A 16ª Conferência Estadual dos Bancários foi realizada no último sábado, 19, em São Paulo com a participação dos 15 sindicatos filiados a FETEC-CUT/SP. O encontro foi importante para definir as propostas que serão levadas para a Conferência Nacional no próximo final de semana em Atibaia,quando, então, serão aprovados os eixos e estratégias para a Campanha Nacional 2014.
Com participação de 336 delegados do Estado de SP, sendo 213 homens e 123 mulheres, a 16ª Conferência apontou como prioritária a luta por valorização profissional e por melhores condiçôes de trabalho, com mais saúde, segurança e qualidade de vida aos trabalhadores dos bancos.
A diretoria de Jundiaí acompanhou os debates e colaborou com a pauta a partir da consulta realizada na base com os trabalhadores bancários. No total a consulta no âmbito estadual contou com a participação de mais de 10 mil trabalhadores. “Nossos avanços e conquistas só tem acontecido pelos trabalhos nas bases com sintonia com o trabalhador”, diz Luis César de Freitas, o Alemão, presidente da FETEC-CUT/SP.
Para a presidente do Sindicato dos Bancários de São Paulo, Osasco e região, Juvandia Moreira, o ambiente é muito favorável para a categoria conseguir avançar ainda mais. “Estamos diante de lucros bilionários dos bancos e é injustificável o número altíssimo de demissôes no mesmo período. Os bancos tentam justificar o injustificável”, declara a presidenta que foi empossada ao segundo mandato por nada menos do que o presidente Lula, na noite anterior.
Além da pauta de reivindicaçôes que inclui o combate a rotatividade, terceirização, aumento no número de bancários, saúde e segurança e claro o aumento real, os bancários estão unidos neste ano pela reeleição da presidenta Dilma. “Precisamos impedir que o Brasil volte ao retrocesso”, alerta Wagner Freitas, presidente nacional da CUT.
O deputado estadual Luiz Cláudio Marcolino lembrou dos avanços da categoria após Lula assumir a presidência da República, com mudanças significativas na vida do povo brasileiro a partir de investimentos sociais, criação de empregos (formais e informais), além do avanço na agricultura, indústria e tecnologia. “Hoje o Brasil é o país menos endividado no mundo”, explica o deputado que representa a categoria nas eleiçôes para a Câmara dos Deputados.

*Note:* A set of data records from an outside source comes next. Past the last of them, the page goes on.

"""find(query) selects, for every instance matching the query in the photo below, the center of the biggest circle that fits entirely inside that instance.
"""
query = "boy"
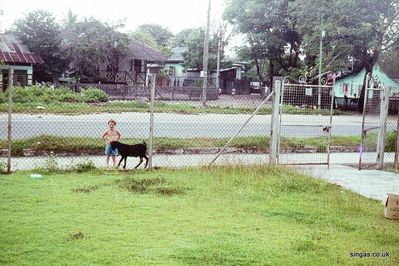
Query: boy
(111, 135)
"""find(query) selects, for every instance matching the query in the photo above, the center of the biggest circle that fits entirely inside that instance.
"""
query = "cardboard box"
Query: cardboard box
(391, 210)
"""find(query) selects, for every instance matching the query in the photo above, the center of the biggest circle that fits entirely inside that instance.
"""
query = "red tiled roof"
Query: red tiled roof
(13, 51)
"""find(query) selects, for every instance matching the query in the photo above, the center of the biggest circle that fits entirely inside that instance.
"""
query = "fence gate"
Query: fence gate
(374, 132)
(305, 123)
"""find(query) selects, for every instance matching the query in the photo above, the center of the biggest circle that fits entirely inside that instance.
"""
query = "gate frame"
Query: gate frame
(384, 105)
(278, 108)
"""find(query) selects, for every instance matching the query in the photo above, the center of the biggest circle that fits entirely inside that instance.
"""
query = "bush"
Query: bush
(390, 141)
(66, 95)
(43, 94)
(3, 97)
(92, 95)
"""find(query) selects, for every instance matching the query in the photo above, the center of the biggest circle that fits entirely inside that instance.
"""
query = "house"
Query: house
(174, 65)
(133, 66)
(14, 53)
(351, 85)
(231, 82)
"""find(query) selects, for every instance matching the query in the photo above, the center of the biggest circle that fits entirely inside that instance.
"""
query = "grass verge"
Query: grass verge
(139, 106)
(86, 145)
(208, 216)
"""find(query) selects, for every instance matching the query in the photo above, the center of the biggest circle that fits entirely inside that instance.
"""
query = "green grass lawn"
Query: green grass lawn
(207, 216)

Na mesa de autoridades, Jundiaí esteve representado pelo vereador, Paulo Malerba, que se licenciou do Sindicato para disputar as eleiçôes a deputado estadual. Para Malerba o ambiente favorável para a categoria avançar na Campanha é reflexo do legado político econômico social da política adotado por Lula e Dilma nos último 12 anos. “O Brasil é hoje um modelo de política desenvolvimentista contra o capitalismo, que continua intocável no mundo”, informa.
HOMENAGEM
A Confederação Estadual deste ano foi marcada pela homenagem ao ex-ministro Luiz Gushiken, que faleceu em 2013 e deixou um legado incalculável para o movimento sindical, onde foi um dos responsáveis por fundar a CUT e em seguida o PT, além de ter ajudado a fundar o Sindicato de Jundiaí. A viúva e a irmã de Gushiken compareceram à Conferência Estadual para conferir a homenagem prestada pela FETEC.
REIVINDICAÇÕES
Recomposição Salarial: reposição da inflação dos últimos 12 meses, mais 5% de aumento real, PLR de três salários-base mais verbas fixas de natureza salarial, somada de parcela a título de adicional de R$ 5.553,12 corrigido para os parâmetros de 2014; além da valorização do piso da categoria, ampliação do vale cultura, dentre outras reivindicaçôes.
Saúde e condiçôes de trabalho: Intensificação da luta de combate ao assédio moral e aprimoramento da cláusula sobre o fim das metas abusivas, além de garantia de salário ao empregado com benefício indeferido ou cessação do benefício da Previdência Social. Também está sendo sugerida uma nova cláusula na CCT, sobre condiçôes de conforto das agências, bem como a inclusão do 13º auxílio refeição no mês de aniversário do bancário.
Terceirização: As mobilizaçôes devem seguir com as denúncias sobre os projetos que versam sobre a regulamentação da terceirização, flexibilização ou redução de direitos da classe trabalhadora, dentre os quais o Projeto de Lei (PL) 4330.
Defesa da Campanha Nacional Unificada com mesa única de negociaçôes, além do envolvimento da sociedade.
Fortalecimento das campanhas em defesa do plebiscito da reforma política e democratização da mídia.